Mas fico forçosamente impressionado pelo que Varoufakis deixou de fora
da sua análise. Ele descreve bem o modo como a bolha de crédito
maciça foi criada, numa tentativa de suster o sistema, e que agora
está a entrar em colapso, deixando na bancarrota todo banco da Europa.
Ele também descreve bem o pânico e perplexidade do
"líderes" financeiros da UE. Mas não há qualquer
referência para a transferência da indústria manufactureira
para o Leste e para o enorme aumento na capacidade produtiva global e o aumento
dos custos de produção que veio com a tecnologia.

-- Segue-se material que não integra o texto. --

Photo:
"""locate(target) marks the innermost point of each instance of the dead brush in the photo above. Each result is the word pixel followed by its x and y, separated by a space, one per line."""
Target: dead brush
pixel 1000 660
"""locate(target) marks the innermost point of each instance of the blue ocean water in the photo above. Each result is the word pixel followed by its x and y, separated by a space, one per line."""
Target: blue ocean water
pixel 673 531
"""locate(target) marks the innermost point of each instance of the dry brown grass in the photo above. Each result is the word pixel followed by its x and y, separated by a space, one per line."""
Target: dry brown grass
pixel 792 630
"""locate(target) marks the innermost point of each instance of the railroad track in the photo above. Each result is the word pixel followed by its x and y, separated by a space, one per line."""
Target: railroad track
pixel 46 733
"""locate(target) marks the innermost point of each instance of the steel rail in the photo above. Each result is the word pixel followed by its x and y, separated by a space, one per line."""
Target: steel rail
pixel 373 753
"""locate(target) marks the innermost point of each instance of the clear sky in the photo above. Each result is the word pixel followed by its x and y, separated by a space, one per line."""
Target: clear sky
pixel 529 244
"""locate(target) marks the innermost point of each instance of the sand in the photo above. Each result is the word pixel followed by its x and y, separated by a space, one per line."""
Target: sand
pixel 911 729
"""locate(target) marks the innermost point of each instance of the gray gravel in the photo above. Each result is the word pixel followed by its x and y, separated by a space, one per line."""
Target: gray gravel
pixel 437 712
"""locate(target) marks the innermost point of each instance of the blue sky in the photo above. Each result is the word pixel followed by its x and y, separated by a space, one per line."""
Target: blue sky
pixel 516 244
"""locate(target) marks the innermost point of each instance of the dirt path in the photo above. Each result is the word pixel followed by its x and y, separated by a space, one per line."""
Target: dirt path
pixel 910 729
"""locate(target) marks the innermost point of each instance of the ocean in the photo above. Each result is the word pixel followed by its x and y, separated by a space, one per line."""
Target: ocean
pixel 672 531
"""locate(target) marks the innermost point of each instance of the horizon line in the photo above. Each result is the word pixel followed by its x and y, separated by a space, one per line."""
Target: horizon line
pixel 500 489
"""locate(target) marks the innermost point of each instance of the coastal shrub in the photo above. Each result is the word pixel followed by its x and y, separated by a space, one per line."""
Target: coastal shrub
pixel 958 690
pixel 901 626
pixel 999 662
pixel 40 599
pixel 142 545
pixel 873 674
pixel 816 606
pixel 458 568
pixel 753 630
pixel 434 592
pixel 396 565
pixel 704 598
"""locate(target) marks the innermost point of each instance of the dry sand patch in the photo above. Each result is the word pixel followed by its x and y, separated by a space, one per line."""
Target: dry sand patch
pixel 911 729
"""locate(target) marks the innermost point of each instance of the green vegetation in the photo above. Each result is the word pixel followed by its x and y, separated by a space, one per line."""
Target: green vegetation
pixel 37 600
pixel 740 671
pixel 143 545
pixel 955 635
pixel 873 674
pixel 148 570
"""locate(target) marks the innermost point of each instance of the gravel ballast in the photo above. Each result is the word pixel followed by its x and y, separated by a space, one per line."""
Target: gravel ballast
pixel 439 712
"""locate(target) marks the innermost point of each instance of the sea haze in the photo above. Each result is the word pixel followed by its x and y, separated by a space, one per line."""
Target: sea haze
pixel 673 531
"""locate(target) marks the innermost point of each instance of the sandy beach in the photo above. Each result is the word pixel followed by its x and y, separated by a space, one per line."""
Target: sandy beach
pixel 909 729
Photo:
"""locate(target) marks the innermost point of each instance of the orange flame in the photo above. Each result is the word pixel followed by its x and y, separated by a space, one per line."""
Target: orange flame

Fundamentalmente, a crise económica mundial é de
suber-produção e de taxa média de lucro deprimida,
não de sub-investimento. Um par de fábricas chinesas, do tamanho
de grandes cidades, pode produzir canecas (mugs) para todas as necessidades do
mundo, imediatamente. Mas há tanta produção altamente
competitiva, de modo a que muitas companhias sejam expulsas do negócio,
que em média muito pouco, se é que algum, lucro é feito. O
capitalismo também move constantemente o dinheiro de muitos para poucos,
com cada vez maior desigualdade e isto também estrangula a economia pois
a maior parte do povo tem cada vez menos para gastar. Mas a
redistribuição pela tributação, por si
própria, não pode ultrapassar os problemas da
super-produção e da taxa de lucro reduzida. E enquanto os
capitalistas estiverem no poder, eles resistirão a qualquer
redistribuição. Porque o lucro vem do trabalho de pessoas
(físico e mental), o único caminho que o capitalismo tem para
elevar a taxa de lucro é cortar salários e fazer com que as
pessoas trabalhem mais arduamente (idade de reforma reduzida, prolongamento de
horas, intensificação do trabalho). Estamos a ver que isto
está a ser aplicado por toda a Europa e aos EUA. Temos imensa capacidade
produtiva global e meios de financiamento e organização
anárquicos e montados na crise.
Assim, no próprio momento histórico no qual a
alimentação, educação e habitação
para toda a gente parece ser alcançável, números enormes
de pessoas anteriormente bem pagas estão a ser lançadas na
pobreza. As respostas repousam não na emissão de mais
dívida e no financiamento de investimento cada vez mais competitivo.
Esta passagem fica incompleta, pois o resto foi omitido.